Potential applications in neuroscience
Gflownets allow you to do something important and in general intractably difficult: sampling from funky distributions. You need sampling when uncertainty is an object of interest. Lots of problems can be solved by a good sampler: generating samples, estimating the parameters of a model, estimating the evidence for Bayesian model comparison, and estimating the uncertainty of a learned structure. To be clear, I haven’t seen gflownets applied in neuroscience yet, but it’s something that people are highly interested in.
It turns out that neuroscience is filled with problems involving sampling distributions defined on weird objects. A classic example is BARS, a method to fit splines often applied to peri-stimulus time histograms (PSTHs). Here, the goal is to fit a PSTH with cubic splines, for example, to estimate the latency of a neuron. Splines are defined by the set of their knots (discrete objects taking on continuous location values), as well as their weights in a Poisson regression. This gnarly problem was tackled with reversible-jump MCMC, but it could potentially be tackled with gflownets, where the action space would start from just a constant, adding knots until the entire spline is made.
Another more involved example: learning to generate neurons with intricate anatomy. Neurons are naturally represented as discrete graphs embedded in 3D Euclidian space, and can be sampled one branch at a time, starting from the soma. Note that currently, gflownets with action spaces with >100 actions are considered quite hard to sample from, so one would need to limit the complexity of the space in some way.
Similarly, one could use gflownets to fit and sample connectomes. Here, the action space would correspond to adding connections between nodes in a network, e.g. simulated by leaky integrate-and-fire (LIF) units, biophysically-detailed neurons or mean-field neural masses.

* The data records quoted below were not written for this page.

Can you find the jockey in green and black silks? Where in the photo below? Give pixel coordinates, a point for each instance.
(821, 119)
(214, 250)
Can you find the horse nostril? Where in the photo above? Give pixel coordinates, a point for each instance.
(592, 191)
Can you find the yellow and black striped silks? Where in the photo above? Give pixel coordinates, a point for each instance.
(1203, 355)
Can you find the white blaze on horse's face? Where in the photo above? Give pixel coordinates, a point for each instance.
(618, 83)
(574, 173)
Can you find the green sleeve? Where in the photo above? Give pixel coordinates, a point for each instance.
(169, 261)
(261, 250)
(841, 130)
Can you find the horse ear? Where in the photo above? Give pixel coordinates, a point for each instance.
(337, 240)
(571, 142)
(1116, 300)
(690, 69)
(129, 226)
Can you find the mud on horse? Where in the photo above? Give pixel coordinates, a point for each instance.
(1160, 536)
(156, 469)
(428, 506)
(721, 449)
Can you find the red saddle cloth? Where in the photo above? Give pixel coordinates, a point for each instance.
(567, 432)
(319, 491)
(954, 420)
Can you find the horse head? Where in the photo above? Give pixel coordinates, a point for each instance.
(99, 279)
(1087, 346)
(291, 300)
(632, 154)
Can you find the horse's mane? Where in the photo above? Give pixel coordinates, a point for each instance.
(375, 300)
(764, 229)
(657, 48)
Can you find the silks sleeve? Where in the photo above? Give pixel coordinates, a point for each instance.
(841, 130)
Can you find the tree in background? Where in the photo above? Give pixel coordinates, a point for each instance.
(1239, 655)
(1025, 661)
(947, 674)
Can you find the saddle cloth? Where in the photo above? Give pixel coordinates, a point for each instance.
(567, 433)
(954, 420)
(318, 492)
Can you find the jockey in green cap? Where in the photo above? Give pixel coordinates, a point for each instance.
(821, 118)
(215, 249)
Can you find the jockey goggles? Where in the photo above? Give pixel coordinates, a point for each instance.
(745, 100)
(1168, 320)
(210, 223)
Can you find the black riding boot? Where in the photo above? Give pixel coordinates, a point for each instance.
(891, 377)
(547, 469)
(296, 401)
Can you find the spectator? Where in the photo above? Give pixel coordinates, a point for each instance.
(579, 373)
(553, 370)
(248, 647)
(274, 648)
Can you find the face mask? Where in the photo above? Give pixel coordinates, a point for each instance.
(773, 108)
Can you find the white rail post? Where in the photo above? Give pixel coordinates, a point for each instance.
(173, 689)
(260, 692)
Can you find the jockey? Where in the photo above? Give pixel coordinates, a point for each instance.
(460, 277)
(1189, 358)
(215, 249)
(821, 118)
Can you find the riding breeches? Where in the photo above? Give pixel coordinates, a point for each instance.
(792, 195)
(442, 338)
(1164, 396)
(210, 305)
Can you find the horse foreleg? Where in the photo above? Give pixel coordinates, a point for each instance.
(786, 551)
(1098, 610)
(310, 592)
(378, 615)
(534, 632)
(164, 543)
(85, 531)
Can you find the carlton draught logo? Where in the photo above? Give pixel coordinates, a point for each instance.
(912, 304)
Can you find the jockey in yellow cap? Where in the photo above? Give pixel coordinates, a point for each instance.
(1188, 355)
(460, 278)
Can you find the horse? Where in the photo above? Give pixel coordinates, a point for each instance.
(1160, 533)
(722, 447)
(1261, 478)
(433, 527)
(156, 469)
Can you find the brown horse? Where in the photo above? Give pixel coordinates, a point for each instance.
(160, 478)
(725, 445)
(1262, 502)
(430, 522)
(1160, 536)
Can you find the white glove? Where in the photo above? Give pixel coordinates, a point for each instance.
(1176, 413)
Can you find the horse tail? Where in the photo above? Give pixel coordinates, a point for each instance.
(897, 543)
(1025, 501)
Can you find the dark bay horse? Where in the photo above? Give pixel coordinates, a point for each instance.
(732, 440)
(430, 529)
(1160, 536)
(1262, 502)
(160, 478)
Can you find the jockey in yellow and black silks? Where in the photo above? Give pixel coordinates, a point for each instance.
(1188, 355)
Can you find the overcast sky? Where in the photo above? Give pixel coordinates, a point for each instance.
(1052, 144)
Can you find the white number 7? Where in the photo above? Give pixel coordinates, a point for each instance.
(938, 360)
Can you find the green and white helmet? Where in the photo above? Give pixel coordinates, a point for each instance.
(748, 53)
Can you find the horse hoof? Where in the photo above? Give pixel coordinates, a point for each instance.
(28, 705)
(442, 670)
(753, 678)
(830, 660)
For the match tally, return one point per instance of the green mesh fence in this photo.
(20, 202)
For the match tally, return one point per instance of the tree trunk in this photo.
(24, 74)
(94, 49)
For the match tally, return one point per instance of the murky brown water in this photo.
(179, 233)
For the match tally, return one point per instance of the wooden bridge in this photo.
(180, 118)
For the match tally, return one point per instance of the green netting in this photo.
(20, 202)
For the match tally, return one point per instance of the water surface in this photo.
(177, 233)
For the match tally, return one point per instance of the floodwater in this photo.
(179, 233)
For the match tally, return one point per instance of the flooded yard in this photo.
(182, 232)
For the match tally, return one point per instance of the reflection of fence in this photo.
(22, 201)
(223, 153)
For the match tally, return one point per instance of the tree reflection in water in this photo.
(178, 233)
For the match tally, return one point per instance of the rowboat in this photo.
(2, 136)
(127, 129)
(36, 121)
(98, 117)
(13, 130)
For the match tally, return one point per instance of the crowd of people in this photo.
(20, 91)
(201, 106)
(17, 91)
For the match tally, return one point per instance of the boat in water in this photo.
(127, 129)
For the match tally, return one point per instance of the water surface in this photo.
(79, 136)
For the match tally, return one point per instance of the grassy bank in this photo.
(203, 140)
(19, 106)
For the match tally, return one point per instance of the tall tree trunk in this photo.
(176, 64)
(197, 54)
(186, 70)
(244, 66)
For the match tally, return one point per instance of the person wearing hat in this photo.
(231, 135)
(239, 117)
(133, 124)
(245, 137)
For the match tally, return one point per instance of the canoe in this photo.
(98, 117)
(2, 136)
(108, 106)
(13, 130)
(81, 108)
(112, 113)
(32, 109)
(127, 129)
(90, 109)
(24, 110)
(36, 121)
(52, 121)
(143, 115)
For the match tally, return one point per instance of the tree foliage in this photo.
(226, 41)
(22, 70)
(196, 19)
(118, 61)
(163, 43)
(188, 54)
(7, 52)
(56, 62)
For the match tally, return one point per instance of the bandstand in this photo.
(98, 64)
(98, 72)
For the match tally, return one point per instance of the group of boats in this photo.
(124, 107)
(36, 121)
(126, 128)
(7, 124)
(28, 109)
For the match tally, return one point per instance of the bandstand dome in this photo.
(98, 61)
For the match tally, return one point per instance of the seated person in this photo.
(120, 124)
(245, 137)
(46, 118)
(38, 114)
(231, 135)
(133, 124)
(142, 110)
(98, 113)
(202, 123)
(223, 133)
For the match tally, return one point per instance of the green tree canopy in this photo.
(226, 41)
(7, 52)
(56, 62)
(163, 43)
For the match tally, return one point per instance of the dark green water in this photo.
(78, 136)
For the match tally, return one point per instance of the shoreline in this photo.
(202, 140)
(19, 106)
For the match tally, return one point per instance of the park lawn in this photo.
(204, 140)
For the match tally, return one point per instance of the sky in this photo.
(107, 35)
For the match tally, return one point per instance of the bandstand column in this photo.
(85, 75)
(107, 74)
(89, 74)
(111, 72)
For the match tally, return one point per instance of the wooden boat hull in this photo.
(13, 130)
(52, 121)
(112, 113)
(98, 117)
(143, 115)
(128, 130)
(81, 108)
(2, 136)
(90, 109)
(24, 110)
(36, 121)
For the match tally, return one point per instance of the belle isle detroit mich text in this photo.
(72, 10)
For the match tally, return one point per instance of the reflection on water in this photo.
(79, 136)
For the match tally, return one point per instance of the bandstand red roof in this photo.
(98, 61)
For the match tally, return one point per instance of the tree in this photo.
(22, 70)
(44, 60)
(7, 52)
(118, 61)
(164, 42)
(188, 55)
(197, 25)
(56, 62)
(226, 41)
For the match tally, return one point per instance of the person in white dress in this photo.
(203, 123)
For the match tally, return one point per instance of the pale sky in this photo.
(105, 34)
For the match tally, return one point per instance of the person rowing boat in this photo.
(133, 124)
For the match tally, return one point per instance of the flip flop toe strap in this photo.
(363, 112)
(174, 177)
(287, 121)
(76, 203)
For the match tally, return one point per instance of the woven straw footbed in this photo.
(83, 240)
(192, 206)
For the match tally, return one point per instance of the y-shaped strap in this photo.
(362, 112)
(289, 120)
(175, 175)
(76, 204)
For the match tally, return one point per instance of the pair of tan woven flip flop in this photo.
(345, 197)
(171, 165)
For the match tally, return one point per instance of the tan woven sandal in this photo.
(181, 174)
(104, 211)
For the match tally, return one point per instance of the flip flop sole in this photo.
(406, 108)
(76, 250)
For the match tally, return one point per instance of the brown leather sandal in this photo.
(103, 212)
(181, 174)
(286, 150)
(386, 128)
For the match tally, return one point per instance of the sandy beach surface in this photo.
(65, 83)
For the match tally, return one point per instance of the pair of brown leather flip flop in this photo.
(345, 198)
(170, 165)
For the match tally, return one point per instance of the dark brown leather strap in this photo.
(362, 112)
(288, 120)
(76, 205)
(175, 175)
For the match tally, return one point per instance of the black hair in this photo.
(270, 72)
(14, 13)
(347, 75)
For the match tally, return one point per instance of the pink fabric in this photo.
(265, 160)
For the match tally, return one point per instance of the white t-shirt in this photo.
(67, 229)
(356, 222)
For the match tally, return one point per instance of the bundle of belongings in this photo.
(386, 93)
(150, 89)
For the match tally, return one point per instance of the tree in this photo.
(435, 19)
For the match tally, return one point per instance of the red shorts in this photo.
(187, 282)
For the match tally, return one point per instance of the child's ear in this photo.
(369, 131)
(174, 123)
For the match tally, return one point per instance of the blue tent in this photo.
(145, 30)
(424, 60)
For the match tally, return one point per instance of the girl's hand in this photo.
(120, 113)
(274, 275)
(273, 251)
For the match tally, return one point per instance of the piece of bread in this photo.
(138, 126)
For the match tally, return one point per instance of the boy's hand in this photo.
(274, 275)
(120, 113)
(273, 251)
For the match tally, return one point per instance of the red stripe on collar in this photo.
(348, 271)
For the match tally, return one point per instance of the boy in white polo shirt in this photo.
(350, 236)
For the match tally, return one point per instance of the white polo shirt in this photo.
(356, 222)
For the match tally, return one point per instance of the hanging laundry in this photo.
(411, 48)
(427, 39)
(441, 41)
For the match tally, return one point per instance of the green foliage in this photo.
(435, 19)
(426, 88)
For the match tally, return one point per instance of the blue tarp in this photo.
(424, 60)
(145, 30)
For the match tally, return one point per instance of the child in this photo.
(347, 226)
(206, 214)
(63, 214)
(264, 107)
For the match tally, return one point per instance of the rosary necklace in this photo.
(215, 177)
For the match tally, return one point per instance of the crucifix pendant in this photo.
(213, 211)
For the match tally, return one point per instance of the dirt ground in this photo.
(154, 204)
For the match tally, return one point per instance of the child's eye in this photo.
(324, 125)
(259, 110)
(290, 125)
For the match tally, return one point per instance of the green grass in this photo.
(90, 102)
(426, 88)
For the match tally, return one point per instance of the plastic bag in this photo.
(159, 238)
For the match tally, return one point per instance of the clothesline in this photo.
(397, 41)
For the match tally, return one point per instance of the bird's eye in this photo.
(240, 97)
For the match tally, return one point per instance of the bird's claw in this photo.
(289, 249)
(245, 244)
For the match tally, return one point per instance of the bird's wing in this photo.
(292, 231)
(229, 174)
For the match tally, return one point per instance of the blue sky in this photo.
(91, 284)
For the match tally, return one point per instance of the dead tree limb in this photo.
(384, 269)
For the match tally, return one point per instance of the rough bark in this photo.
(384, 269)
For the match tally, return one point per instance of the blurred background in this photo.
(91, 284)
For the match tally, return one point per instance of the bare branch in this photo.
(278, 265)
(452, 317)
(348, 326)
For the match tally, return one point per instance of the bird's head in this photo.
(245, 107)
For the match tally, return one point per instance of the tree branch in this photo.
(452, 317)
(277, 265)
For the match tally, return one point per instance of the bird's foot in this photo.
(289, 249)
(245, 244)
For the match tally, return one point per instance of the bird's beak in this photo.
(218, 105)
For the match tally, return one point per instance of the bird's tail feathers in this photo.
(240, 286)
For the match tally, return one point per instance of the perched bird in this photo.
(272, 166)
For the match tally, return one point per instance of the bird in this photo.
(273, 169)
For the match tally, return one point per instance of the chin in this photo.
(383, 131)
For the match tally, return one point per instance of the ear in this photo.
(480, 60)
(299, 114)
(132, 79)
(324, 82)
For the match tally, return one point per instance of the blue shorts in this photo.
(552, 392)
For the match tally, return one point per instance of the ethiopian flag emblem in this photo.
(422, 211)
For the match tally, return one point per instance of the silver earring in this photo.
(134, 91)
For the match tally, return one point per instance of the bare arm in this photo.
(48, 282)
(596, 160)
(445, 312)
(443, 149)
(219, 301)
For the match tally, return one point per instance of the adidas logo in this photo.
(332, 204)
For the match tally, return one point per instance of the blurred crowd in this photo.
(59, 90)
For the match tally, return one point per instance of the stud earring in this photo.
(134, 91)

You could classify all these applications under the umbrella of neural data science. I think the vision of gflownets is quite a bit larger: they’re motivated, in part, by modelling cognition, with a Bayesian brain/neuro-symbolic/world models flavour. This gets into highly speculative territory, e.g. here’s a paragraph from a tutorial on gflownets from last year:
Brain sciences show that conscious reasoning involves a sequential process of thought formation, where at each step a competition takes place among possible thought contents (and relevant parts of the brain with expertise on that content), and each thought involves very few symbolic elements (a handful). This is the heart of the Global Workspace Theory (GWT), initiated by Baars (1993,1997) and extended (among others) by Dehaene et al (2011, 2017, 2020) as well as through Graziano's Attention Schema Theory (2011, 2013, 2017). In addition, it is plausible (and supported by works on the link between Bayesian reasoning and neuroscience) that each such step is stochastic. This suggests that something like a GFlowNet could learn the internal policy that selects that sequence of thoughts. In addition, the work on GFlowNet as amortized inference learners [4,5,7,9 below], both from a Bayesian [7] and variational inference [9] perspectives, would make this kind of computation very useful to achieve probabilistic inference in the brain. GFlowNets can learn a type of System 1 inference machine (corresponding to the amortized approximate inference Q in variational inference) that is trained to probabilistically select answers to questions of a particular kind so as to be consistent with System 2 modular knowledge (the “world model” P in variational inference). That System 1 inference machinery Q is also crucial to help train the model P (as shown in several of these papers). Unlike typical neural networks, the inference machinery does not need to be trained only from external (real) data, it can take advantage of internally generated (hallucinated) pseudo-data in order to make Q consistent with P.
Boy, that escalated quickly! From my vantage point as a humble non-Turing-award-winner, it seems like another attempt at a Bayesian brain theory with a different amortized inference scheme than the usual variational inference (VI) based one (i.e. FEP). My understanding is that this is still highly conceptual rather than a concrete proposal, but I’m sure this will evolve rapidly.
TL;DR
GFlowNets sample sequentially from unnormalized probability distributions defined on sets and graphs
GFlowNets mix concepts from MCMC and RL
The best sources of information for GFlowNets are workshops and tutorials; read the papers after
They’ve been used for drug discovery and materials science, not yet for neuroscience, but they have a lot of potential.